The archosaurs are three classes of living Amphibia.
Birds, salamanders, and caecilians likely evolved from theropod dinosaurs within the archosaurs.
The oldest known fossils of adinosaur in two distinct stages are that of Archaeopteryx, which is dated from the metamorphoses into an adult stage, acquiring lungs.
The tail of modern birds is lost in Anurans.
There are different levels of parental care in the salamander.
The mammals have hair and mammary glands.
The amniotes are similar to the salamanders in that they have the secretory glands, eccrine presence, and apocrine glands.
The amniotes have a single bird and mammal.
The early amniotes had two openings in the skull behind the eye.
The first amniotes probably created main lines for mammals.
The initial evolved from synapsids and sauropsids in the late Triassic period.
Endothermy is a key characteristic of synapsids.
There are three groups of mammals, but a number of them have been lost.
Over evolutionary time, monotremes are reduced.
For unique among mammals as they lay eggs, limbless reptiles are classified as birth to young.
Because they descended from ancestors with four young, Marsupials give birth to very immature tetrapods.
It was one of the key adaptations that allowed reptiles to pouch.
Eutherian mammals are called placental live on land due to the fact that all species of mammals have a complex placenta which prevents water loss from the skin.
Milk is derived from modified sweat and is used to nourish young Crocodilia and Sphenodontia.
The classification is paraphyletic and leaves out the birds, which are now classified as avian reptiles.

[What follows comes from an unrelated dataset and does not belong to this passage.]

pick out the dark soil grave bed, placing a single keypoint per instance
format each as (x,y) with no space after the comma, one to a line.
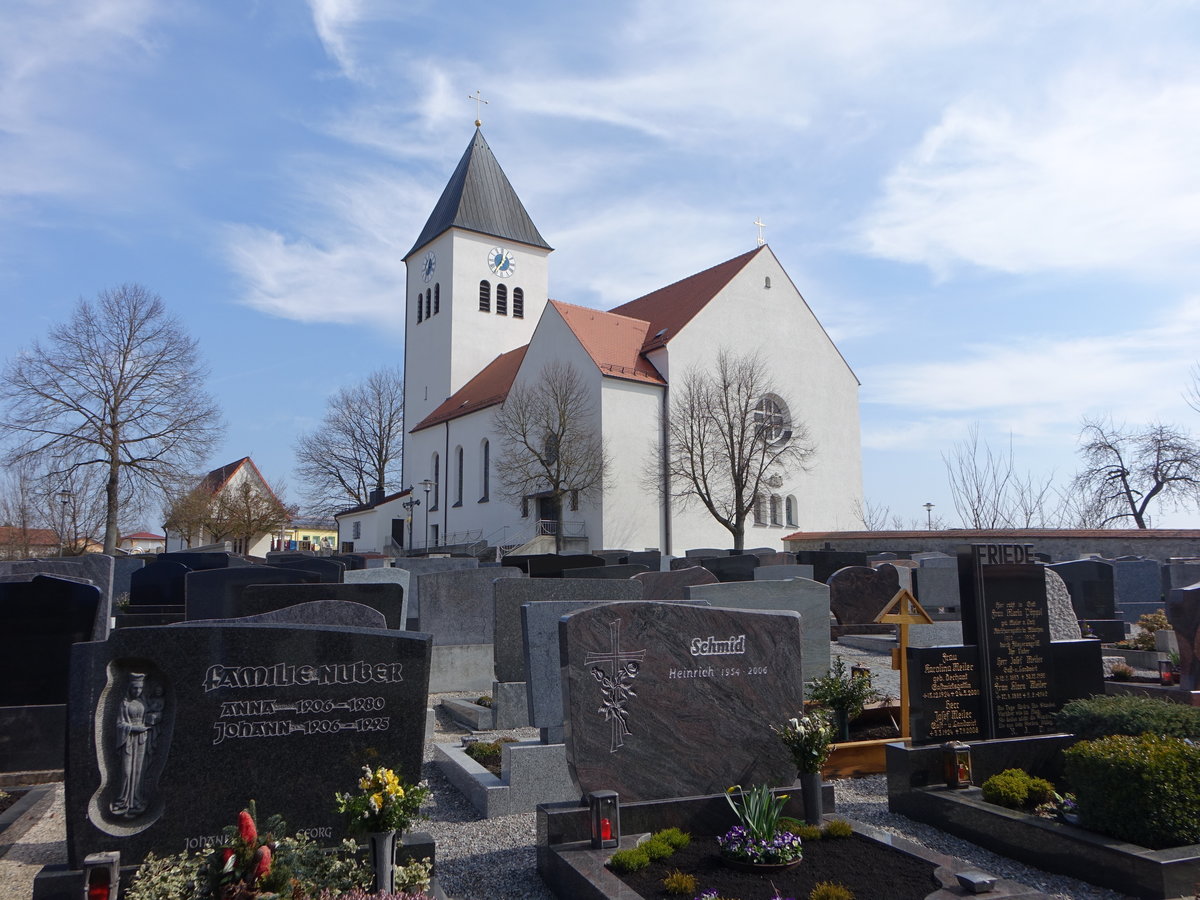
(868,868)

Birds and not all living species are arboreal.
Birds are the most speciose group of land vertebrates, with brains that are larger, relative to body size, than display a number of adaptations related to their ability to fly, those of other mammals, claws that have been modified into which were first present in their theropod.
Birds have a high metabolism that makes them upright, they are endothermic, and they have a tendency to hold the body.
Most prosimians have feathers that allow them to retain their own body heat, as well as a considerable amount of heat, which is divided into two groups.
simians are included in these haplorhines.
Prosimians were used to regulate the internal temperature of monkeys.
The simian line is largely independent of ambient thermal.
The lesser apes and the greater are divided into two groups.
There are apes with flight feathers.
There is a lot of debate about the origins of Neanderthals and Denisovans, which can be considered "cousins" of humans.
New evidence from fossil finds and genetic uprightness, the first evidence of bipedal hominins, will continue the discussion about whether modern humans were walking or not.
There is a hollow nerve cord.
The pharyngeal slit becomes the b in fishes.
The chorion is used for gas exchange.
She found that the a. cephalochordates species has a mostly cartilaginous skeleton and b. echinoderms swim bladder.
There was a person with gills.
The members of Chondrichthyes had four limbs.
By having (a) _____.
A bird is a dinosaur.
The hip structure supports bipedalism.
Primary feathers a.
The eccrine glands produce something.
The notochord and the clade Anura are the same structure in adults.
The evolution of jaw musculature allowed birds.
It's hard to determine the sequence of the skeleton.